Tidak   diketahui   pasti   siapa   orang   Belanda   yang   memberikan   sebutan boundjauren untuk menyebutkan wilayah Bondo. Namun, diimplikasikan bahwa kata itu muncul sekitar tahun 1870 M ketika wilayah Desa Bondo dilaporkan kepada pemerintah Kabupaten Jepara. Tahun 1870 M negara Indonesia masih dijajah oleh negara Belanda. Kabupaten Jepara merupakan salah satu pusat perdagangan terbesar pada zaman itu, hal ini didasarkan atas pelabuhan yang ada di Jepara. Melihat wilayah Desa Bondo yang subur dan memiliki kekayaan alam yang melimpah, diimplikasikan penjajah pada zaman itu menyebut wilayah tersebut dengan sebutan boundjauren yang artinya harta yang kelimpahan. Oleh masyarakat, akhirnya disebut dengan nama Desa Bondo.

Cerita Desa Jerukwangi

Nama Jerukwangi diambil dari buah yang banyak tumbuh di pedukuhan ini, yaitu buah jeruk wangi. Konon dulu ada sebuah lahan luas di sebelah Utara desa ini. Di tanah yang luas itu hanya ada pohon Jeruk wangi. Ciri khas desa dengan banyaknya pohon jeruk wangi membuat masyarakat sekitar menamai padukuhan ini dengan nama Jerukwangi. Pemberian nama jerukwangi ini juga memiliki sebuah harapan kepada wilayah tersebut. Pemberian nama jerukwangi memiliki harapkan bahwa wilayah tersebut bisa seperti jeruk wangi, yang selalu mewangi.

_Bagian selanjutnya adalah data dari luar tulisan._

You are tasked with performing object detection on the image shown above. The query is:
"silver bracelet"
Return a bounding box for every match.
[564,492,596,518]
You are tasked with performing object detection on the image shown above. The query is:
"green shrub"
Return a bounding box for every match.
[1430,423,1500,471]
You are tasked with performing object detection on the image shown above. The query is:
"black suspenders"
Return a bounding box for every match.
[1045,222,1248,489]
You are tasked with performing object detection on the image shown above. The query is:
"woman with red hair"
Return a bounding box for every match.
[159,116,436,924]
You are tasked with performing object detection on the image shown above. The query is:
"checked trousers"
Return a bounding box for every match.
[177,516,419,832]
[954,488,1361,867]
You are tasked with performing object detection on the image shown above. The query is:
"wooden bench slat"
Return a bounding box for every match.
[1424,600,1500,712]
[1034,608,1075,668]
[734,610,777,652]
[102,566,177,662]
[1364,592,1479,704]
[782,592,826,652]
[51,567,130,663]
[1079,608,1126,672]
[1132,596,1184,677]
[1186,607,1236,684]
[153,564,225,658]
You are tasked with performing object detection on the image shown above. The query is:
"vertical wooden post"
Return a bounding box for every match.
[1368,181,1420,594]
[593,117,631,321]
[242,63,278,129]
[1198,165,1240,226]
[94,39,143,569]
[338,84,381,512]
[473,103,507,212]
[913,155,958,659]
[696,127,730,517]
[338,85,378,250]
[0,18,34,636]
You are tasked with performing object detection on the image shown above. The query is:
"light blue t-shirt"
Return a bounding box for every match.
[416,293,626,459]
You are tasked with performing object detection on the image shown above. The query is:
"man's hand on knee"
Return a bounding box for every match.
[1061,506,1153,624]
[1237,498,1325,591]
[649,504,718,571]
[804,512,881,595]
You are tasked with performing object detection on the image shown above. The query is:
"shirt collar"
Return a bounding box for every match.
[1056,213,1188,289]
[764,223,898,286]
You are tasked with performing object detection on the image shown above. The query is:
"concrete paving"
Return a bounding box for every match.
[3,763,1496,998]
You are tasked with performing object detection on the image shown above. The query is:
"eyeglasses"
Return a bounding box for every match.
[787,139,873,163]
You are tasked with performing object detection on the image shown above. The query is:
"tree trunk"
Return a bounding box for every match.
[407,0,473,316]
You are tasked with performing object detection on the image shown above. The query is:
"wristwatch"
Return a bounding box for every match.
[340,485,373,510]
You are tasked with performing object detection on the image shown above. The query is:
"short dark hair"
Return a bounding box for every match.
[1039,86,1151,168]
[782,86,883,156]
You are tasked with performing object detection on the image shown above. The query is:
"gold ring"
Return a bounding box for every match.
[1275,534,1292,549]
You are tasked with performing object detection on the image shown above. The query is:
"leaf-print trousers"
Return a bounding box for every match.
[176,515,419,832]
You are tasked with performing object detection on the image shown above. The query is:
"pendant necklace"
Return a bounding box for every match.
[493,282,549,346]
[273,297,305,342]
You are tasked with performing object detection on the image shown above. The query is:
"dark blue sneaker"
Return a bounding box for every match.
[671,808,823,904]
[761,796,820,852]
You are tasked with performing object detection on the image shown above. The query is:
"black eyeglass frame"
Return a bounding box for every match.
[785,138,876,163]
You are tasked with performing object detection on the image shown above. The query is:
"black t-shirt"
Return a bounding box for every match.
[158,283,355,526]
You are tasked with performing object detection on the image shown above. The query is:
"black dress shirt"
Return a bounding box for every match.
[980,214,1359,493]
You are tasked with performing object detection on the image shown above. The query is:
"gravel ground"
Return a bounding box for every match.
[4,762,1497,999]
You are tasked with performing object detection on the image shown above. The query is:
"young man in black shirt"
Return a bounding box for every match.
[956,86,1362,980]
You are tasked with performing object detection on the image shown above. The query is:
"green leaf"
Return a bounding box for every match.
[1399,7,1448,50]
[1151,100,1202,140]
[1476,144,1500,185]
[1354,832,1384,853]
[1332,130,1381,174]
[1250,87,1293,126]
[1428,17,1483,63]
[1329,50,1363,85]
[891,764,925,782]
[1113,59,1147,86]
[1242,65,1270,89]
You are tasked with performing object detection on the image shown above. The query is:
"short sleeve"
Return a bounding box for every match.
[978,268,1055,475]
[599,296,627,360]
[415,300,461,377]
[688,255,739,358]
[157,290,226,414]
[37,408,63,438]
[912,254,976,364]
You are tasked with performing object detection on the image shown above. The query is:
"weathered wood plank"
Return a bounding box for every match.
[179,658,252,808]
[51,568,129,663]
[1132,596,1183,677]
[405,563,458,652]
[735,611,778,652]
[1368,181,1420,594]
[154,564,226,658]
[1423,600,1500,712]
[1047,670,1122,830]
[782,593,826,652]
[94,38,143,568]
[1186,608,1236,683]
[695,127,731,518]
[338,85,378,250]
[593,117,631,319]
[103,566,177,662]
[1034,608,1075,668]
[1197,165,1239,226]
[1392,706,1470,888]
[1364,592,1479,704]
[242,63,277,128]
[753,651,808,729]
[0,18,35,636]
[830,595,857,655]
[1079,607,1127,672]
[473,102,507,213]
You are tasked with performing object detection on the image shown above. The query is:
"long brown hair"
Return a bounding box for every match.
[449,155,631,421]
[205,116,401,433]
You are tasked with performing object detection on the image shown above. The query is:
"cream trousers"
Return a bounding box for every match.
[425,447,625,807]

Cerita Perjalanan Sunan Kalijaga

Cerita ini mengisahkan tentang perjalanan Sunan Kalijaga mencari soko guru atau tiang untuk mendirikan masjid Demak. Cerita ini merupakan cerita sejarah berdirinya Desa Tengguli. Tengguli berarti tanggulnya wali, yakni sebuah tanggul yang dibangun oleh Sunan Kalijaga semasa pencarian kayu jati untuk soko guru masjid Demak.

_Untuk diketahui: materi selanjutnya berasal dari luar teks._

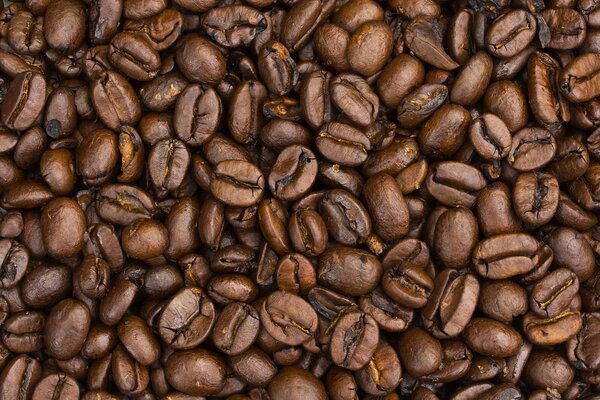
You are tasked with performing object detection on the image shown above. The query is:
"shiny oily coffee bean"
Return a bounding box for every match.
[478,280,528,324]
[472,233,551,279]
[426,161,487,208]
[559,53,600,103]
[523,310,583,346]
[315,122,371,167]
[31,373,79,400]
[276,253,317,294]
[201,5,267,48]
[258,41,299,96]
[288,208,328,256]
[508,127,557,171]
[469,113,511,161]
[212,302,260,356]
[422,268,480,339]
[158,287,216,349]
[330,73,379,127]
[318,189,372,246]
[485,9,537,58]
[173,84,222,147]
[355,340,401,396]
[329,310,379,371]
[463,317,523,358]
[397,327,443,377]
[397,83,448,129]
[210,160,265,207]
[382,263,433,309]
[319,246,382,297]
[260,290,318,346]
[268,145,318,201]
[530,268,579,318]
[359,288,414,333]
[528,51,570,136]
[1,71,46,131]
[108,32,160,81]
[512,172,560,227]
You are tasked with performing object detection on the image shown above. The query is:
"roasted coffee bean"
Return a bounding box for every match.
[559,53,600,103]
[330,73,379,127]
[158,287,216,349]
[530,268,579,320]
[43,299,91,360]
[260,290,318,346]
[201,5,267,48]
[363,173,409,242]
[464,317,523,357]
[319,246,381,296]
[329,311,379,371]
[485,9,537,58]
[268,367,327,400]
[268,145,317,201]
[405,16,459,70]
[512,172,560,227]
[1,72,46,131]
[319,189,371,246]
[473,233,551,279]
[426,161,486,208]
[176,34,226,85]
[397,327,443,377]
[90,71,141,131]
[422,269,480,338]
[108,32,160,81]
[478,280,528,324]
[508,128,557,171]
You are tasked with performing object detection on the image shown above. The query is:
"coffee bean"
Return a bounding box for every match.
[329,311,379,370]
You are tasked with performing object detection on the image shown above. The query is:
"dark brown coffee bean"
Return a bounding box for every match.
[44,299,91,360]
[40,197,85,259]
[473,233,551,279]
[523,309,583,346]
[397,83,449,129]
[44,0,86,53]
[559,53,600,103]
[91,71,141,131]
[469,113,511,161]
[212,302,260,356]
[268,145,318,201]
[485,9,537,58]
[158,287,216,349]
[483,80,529,132]
[268,367,327,400]
[108,32,160,81]
[211,160,265,207]
[530,268,579,318]
[463,317,523,357]
[0,355,42,400]
[201,5,267,48]
[405,16,459,70]
[2,311,44,353]
[31,373,79,400]
[319,246,382,297]
[478,280,528,324]
[288,209,328,256]
[173,84,221,147]
[422,269,480,338]
[300,69,334,130]
[363,173,409,242]
[176,34,226,84]
[1,72,46,131]
[280,0,335,53]
[512,172,560,228]
[426,161,486,208]
[260,290,318,346]
[330,311,379,371]
[330,73,379,127]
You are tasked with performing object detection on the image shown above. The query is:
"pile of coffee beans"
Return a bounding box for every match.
[1,0,600,398]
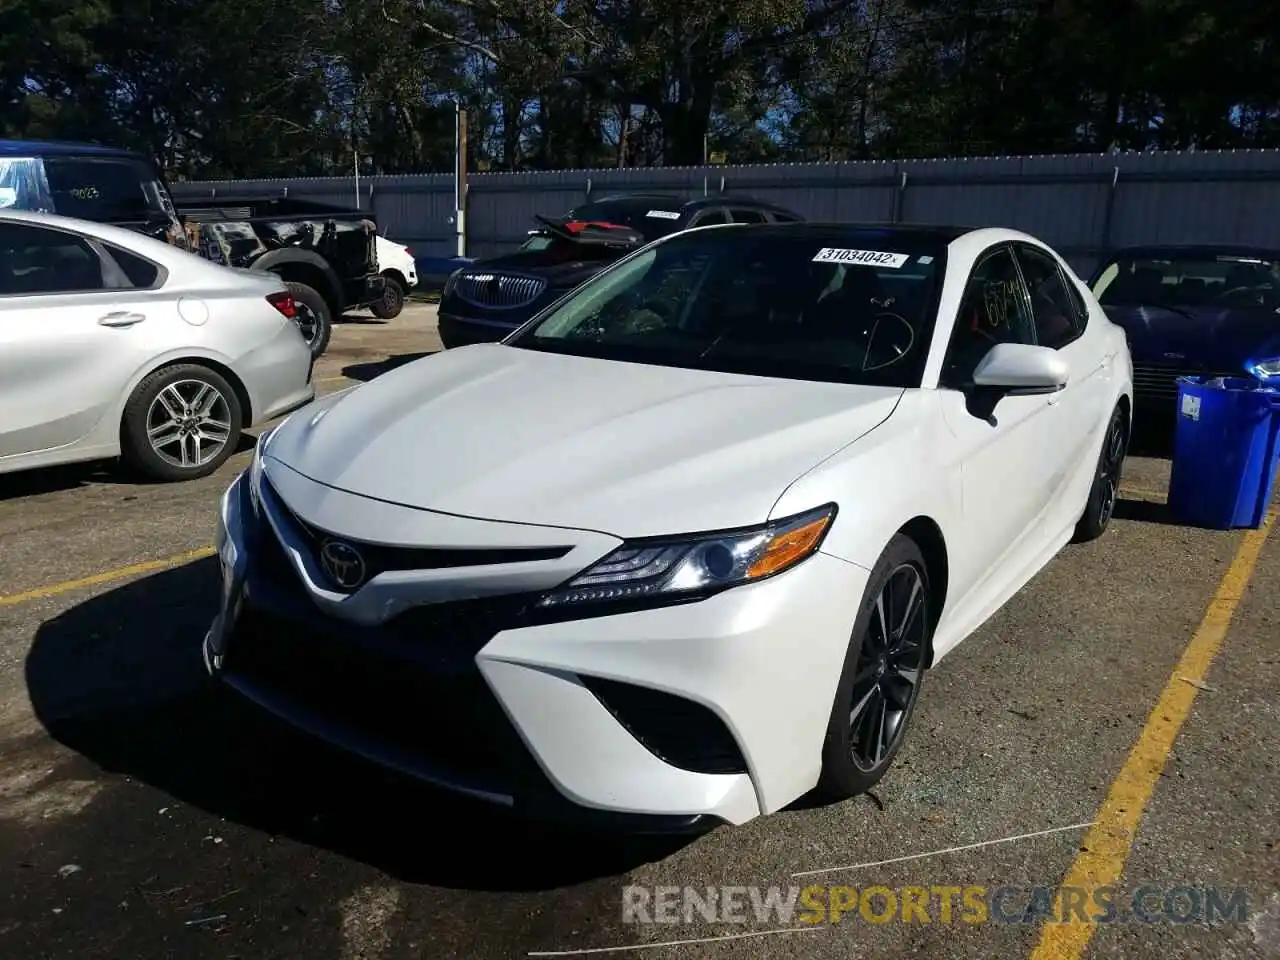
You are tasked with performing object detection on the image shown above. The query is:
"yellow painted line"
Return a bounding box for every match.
[1030,509,1275,960]
[317,375,352,385]
[0,547,216,608]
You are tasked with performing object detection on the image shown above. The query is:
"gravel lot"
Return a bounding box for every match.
[1,303,1276,960]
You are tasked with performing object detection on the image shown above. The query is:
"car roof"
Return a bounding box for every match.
[1102,244,1280,261]
[684,220,982,242]
[0,208,176,253]
[0,138,150,160]
[574,193,801,215]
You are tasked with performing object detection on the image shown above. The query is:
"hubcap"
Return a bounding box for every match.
[848,563,927,772]
[145,379,232,469]
[293,303,319,344]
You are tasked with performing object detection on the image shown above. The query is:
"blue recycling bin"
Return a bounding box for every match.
[1167,377,1280,530]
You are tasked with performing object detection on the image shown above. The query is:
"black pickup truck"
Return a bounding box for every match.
[0,139,383,357]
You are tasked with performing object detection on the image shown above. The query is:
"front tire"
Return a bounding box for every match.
[284,281,333,359]
[1073,404,1128,543]
[120,363,243,481]
[370,276,405,319]
[816,534,931,801]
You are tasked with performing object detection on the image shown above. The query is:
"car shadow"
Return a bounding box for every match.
[336,312,389,325]
[341,352,438,382]
[1128,408,1175,459]
[1111,496,1185,527]
[24,559,693,890]
[0,435,257,501]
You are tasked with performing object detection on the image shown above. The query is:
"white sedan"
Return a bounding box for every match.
[0,210,315,481]
[206,222,1133,830]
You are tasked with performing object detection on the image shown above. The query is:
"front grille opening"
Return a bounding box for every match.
[1132,363,1240,401]
[223,606,531,789]
[580,676,748,776]
[455,272,547,310]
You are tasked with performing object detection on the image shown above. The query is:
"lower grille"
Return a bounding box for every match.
[454,272,546,310]
[224,607,522,784]
[1133,363,1238,401]
[581,675,748,775]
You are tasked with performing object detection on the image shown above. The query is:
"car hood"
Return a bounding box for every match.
[266,344,903,537]
[1103,304,1280,368]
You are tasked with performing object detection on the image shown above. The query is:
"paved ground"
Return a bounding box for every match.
[0,306,1276,960]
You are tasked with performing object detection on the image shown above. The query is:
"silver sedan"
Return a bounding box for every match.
[0,210,315,481]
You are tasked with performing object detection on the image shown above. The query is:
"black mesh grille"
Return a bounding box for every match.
[1132,363,1239,402]
[223,606,529,786]
[580,676,748,776]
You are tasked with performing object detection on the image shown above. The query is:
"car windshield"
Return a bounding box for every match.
[40,156,174,224]
[1093,253,1280,311]
[509,228,946,387]
[562,198,687,241]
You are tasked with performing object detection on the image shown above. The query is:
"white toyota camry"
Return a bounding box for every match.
[206,222,1133,831]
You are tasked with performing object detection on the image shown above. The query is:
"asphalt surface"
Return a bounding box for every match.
[0,305,1277,960]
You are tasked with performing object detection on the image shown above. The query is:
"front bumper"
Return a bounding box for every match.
[437,311,521,348]
[207,469,866,829]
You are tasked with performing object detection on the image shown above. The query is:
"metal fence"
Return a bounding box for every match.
[168,150,1280,277]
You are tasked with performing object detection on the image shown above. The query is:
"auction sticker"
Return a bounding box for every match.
[812,248,909,268]
[1180,392,1201,421]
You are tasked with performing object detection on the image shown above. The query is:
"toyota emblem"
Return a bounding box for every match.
[319,538,367,590]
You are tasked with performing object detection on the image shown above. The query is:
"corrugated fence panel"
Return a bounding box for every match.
[168,151,1280,270]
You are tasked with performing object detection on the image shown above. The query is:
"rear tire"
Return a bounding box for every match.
[120,363,243,482]
[370,276,405,319]
[815,534,931,801]
[1073,404,1128,543]
[284,281,333,359]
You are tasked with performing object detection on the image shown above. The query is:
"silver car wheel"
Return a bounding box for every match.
[145,378,233,469]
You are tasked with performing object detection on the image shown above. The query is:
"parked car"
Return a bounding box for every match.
[436,193,804,348]
[1089,244,1280,413]
[205,221,1132,831]
[2,139,386,358]
[0,210,314,481]
[371,234,418,319]
[177,196,386,358]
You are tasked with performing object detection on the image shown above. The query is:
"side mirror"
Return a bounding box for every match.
[971,342,1069,395]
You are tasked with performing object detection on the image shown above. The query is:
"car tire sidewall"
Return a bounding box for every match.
[120,364,243,482]
[284,281,333,358]
[816,534,931,801]
[370,276,405,319]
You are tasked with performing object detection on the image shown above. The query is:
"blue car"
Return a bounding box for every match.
[1088,245,1280,414]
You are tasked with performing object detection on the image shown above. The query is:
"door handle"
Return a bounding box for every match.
[98,311,146,327]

Konon, diceritakan Sultan Fatah bersama para wali membahas rencana pendirian masjid Demak. Pada saat itu, Sunan Kalijaga mendapatkan tugas untuk mencari sebuah soko guru atau tiang utama penyangga masjid. Selain Sunan Kalijaga, terdapat juga tiga Sunan lain yang mendapatkan tugas serupa, yakni Sunan Ampel menyiapkan tiang sebelah tenggara, Sunan Gunungjati tiang sebelah barat daya, Sunan Bonang tiang sebelah barat laut, dan Sunan Kalijaga menyiapkan tiang sebelah timur laut.

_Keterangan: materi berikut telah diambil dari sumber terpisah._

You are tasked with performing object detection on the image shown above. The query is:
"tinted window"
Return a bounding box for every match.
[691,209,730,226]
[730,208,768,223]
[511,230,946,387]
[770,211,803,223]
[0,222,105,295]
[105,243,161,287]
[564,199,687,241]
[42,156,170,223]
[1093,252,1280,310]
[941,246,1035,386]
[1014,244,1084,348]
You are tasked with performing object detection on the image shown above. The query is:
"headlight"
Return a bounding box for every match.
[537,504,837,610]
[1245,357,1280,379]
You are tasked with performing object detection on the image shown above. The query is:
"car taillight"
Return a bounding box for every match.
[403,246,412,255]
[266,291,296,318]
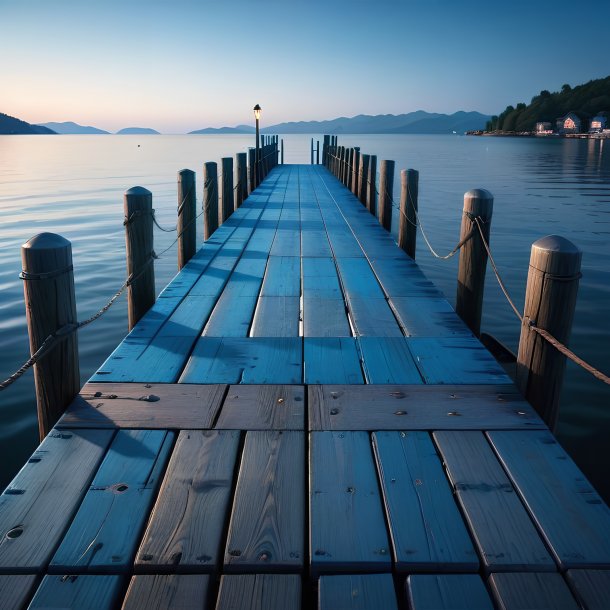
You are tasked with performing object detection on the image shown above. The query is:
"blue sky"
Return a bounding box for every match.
[2,0,609,133]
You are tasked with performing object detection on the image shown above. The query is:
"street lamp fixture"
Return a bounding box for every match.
[254,104,262,186]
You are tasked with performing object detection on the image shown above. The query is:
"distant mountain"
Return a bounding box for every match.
[116,127,160,135]
[0,112,55,134]
[37,121,109,134]
[190,124,255,134]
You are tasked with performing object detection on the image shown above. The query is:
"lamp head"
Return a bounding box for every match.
[253,104,262,121]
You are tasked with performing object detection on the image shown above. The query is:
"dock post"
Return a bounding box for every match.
[21,232,80,439]
[204,161,219,240]
[235,152,248,209]
[516,235,582,429]
[221,157,233,223]
[316,141,320,165]
[322,135,330,166]
[248,149,255,192]
[281,139,284,165]
[455,189,494,337]
[358,154,370,206]
[124,187,155,331]
[398,169,419,259]
[177,169,196,269]
[344,148,352,187]
[311,138,314,165]
[351,148,360,195]
[378,160,395,231]
[368,154,377,214]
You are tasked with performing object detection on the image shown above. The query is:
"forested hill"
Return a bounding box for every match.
[486,76,610,132]
[0,112,55,134]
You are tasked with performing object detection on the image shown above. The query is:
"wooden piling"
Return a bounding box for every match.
[378,160,395,231]
[177,169,196,270]
[323,135,330,166]
[367,155,377,214]
[204,161,219,240]
[316,141,320,165]
[248,149,256,193]
[351,148,360,195]
[281,139,284,165]
[235,153,248,209]
[455,189,494,337]
[221,157,233,224]
[358,154,370,206]
[311,138,314,165]
[21,232,80,439]
[398,169,419,259]
[124,187,155,331]
[516,235,582,429]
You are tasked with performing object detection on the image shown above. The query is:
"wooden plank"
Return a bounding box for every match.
[215,385,305,430]
[122,575,210,610]
[304,338,364,384]
[260,256,301,296]
[203,295,259,337]
[0,428,114,573]
[0,575,38,609]
[303,297,351,337]
[407,337,512,384]
[310,431,391,574]
[135,431,239,573]
[488,573,580,610]
[335,258,386,299]
[250,296,300,337]
[59,383,226,429]
[308,385,544,431]
[566,569,610,610]
[368,257,442,298]
[50,429,174,573]
[390,297,472,337]
[301,228,332,257]
[373,431,478,571]
[302,257,343,299]
[319,574,398,610]
[180,338,302,384]
[488,430,610,569]
[27,575,123,610]
[406,574,494,610]
[434,431,555,572]
[216,574,301,610]
[224,431,304,572]
[358,338,423,383]
[155,295,218,338]
[346,297,404,337]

Sunan Kalijaga berjalan ke arah utara, yakni lereng gunung Muria, dikarenakan di daerah tersebut terdapat hutan jati yang sangat luas. Dalam perjalanannya mencari kayu jati yang cocok, ia menemukan mata air yangairnya sangat jernih. Pada saat itu hari sudah siang, sehingga Sunan Kalijaga memutuskan untuk mandi di mata air itu. Oleh masyarakat, mata air itu dinamakan Kedung Sunan. Setelah mandi, Sunan Kalijaga membuat gubuk kecil untuk salat. Karena Sunan Kalijaga yakin tempat tersebut akan menjadi permukiman, Sunan Kalijaga dibantu oleh Mbah Kemproh dan Mbah Kutho membuat tanggul atau bendungan di sungai tersebut. Dengan harapan bendungan tersebut dapat menyediakan air wudu bagi siapapun yang ingin melaksanakan salat.Tanggul tersebut terletak di sebelah barat masjid. Konon oleh masyarakat tanggul itu dinamakan Tanggul Wali. Dari nama Tanggul Wali inilah diyakini asal-usul nama Desa Tengguli.

Desa Banjaragung

Desa Banjaragung merupakan desa baru, yakni pecahan dari Desa Banjaran. Desa ini berdiri pada 11 September 2006. Desa Banjaragung memiliki makna desa banjar yang besar. Maksudnya ada sebuah harapan dengan dipisahnya Desa Banjaragung dari Desa Banjaran dapat membesarkan wilayah desa Banjaragung.